Hanoi, capitale du Vietnam, est une ville où coexistent cultures chinoise et française. L’origine du nom de la ville vient des caractères chinois « 河内 » (rivière + intérieur) qui décrivent la situation de la ville prise entre le fleuve Rouge et la rivière To Lich. En se promenant dans la vieille ville, on peut apercevoir des bâtiments ou des temples au style rappelant la Chine, et près du lac Hoan Kiem, de nombreux habitants viennent transpirer de bon matin pour leur séance de Tai-chi-chuan. On trouve également un peu partout des bâtiments de style français comme un grand théâtre construit en 1900 sur le modèle de l’opéra de Paris ainsi que beaucoup de jeunes qui, un café à la main, croquent à belles dents dans leur Banh mi (un sandwich à la baguette garni de divers ingrédients très populaire). Dans cette ville qui est un véritable melting-pot de culture occidentale et orientale, les créateurs seraient-ils dotés d’une perspective globale innée ?
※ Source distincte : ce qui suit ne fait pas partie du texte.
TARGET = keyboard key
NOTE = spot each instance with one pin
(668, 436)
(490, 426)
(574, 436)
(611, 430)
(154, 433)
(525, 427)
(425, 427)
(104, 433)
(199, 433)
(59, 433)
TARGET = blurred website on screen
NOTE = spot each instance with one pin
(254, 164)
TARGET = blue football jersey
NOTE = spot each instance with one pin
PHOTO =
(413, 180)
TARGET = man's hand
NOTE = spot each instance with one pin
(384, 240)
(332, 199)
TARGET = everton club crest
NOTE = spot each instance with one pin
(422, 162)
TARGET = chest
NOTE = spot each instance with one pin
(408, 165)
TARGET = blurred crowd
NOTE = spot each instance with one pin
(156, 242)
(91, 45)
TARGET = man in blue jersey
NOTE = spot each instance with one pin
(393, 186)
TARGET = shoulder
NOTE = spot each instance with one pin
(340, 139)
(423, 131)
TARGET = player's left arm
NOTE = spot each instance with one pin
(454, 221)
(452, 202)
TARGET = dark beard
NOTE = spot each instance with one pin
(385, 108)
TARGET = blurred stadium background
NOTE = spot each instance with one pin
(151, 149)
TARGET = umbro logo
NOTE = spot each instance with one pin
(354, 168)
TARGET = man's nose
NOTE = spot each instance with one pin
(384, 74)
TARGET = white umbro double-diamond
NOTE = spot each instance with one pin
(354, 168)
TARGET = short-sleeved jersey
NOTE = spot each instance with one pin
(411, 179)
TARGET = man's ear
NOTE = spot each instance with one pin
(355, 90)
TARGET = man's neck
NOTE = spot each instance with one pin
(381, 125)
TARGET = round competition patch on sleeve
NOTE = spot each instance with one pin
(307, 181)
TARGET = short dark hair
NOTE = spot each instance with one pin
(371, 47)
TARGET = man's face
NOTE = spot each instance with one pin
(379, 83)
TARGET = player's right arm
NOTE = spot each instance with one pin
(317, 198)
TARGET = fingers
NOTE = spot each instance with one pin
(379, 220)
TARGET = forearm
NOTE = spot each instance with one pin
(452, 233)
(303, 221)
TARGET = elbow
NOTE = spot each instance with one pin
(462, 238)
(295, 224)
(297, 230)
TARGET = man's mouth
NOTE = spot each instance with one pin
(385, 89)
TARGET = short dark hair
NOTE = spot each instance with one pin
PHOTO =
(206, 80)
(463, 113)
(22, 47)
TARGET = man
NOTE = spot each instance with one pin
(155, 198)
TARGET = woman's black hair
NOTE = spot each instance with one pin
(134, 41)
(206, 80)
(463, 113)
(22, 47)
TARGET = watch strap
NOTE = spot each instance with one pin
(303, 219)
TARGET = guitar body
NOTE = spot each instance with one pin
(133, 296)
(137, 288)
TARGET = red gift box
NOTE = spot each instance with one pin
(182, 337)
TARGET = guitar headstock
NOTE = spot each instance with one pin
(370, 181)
C’est en rencontrant M. et Mme Nguyen dans le village de Phu Vinh où l’on se consacre depuis plus de 400 ans à la création artisanale d’objets en bambou que cette intuition est devenue une certitude. Ce couple d’artisans a déjà remporté plus de 40 prix lors des concours organisés par l’Administration Nationale du Tourisme du Vietnam. Cependant, sans se reposer sur leurs lauriers nationaux, ils se sont lancés dans la fabrication de petits objets divers en coopération avec un magasin japonais et nous ont expliqué qu’ils souhaitaient que « des objets en bambou élaborés et beaux soient utilisés dans le monde entier ». Cette conception alliant énergie et souplesse est également celle de Tuan Anh qui tient un atelier dans le village de Dinh Cong où se transmet depuis plus de 1 000 ans l’art du filigrane en argent. « Voici bien des générations que nos créations sont appréciées par les familles royales mais si nous ne passons pas à la prochaine étape, je pense que ce sera la fin de notre développement » explique cet artisan qui participe à des événements culturels organisés par la Corée du Sud et contribue à transmettre les charmes du filigrane en argent en Asie.
Dans le monde de la mode également, nous avons rencontré des femmes à la vision très large. Le Ha, créatrice de la marque LEA’S, nous explique : « Ce qui m’intéresse et constitue un défi est de combiner la haute couture que j’ai apprise à Paris pendant 4 ans avec la ville de Hanoi ». Elle développe des robes minimalistes qui mettent en valeur les lignes du corps comme le font les Ao dai (robe traditionnelle vietnamienne) et est l’une des initiatrices de la mode naissant à Hanoi.
Mais qu’en est-il de la scène artistique dont l’expression doit composer avec les limites imposées par un régime socialiste ? Nous avons rencontré Tuan Mami, un artiste qui déploie son énergie créative et a déjà participé à de nombreuses expositions en groupe à Tokyo. En août cette année, il a ouvert un espace artistique composite annexé à un café appelé le HANOI CREATIVE CITY. Également actif comme commissaire d’exposition, il accueille de jeunes artistes prometteurs venus du monde entier.
En période de forte croissance économique, à trop vouloir privilégier la productivité, on risque d’oublier l’importance d’une création patiente. Cependant, le mot d’ordre « De Hanoi vers le reste du monde » et l’attitude de ces créateurs sont les garants de la sincérité de la ville. Les porte-drapeaux de la prochaine génération ont désormais les regards tournés vers la scène mondiale.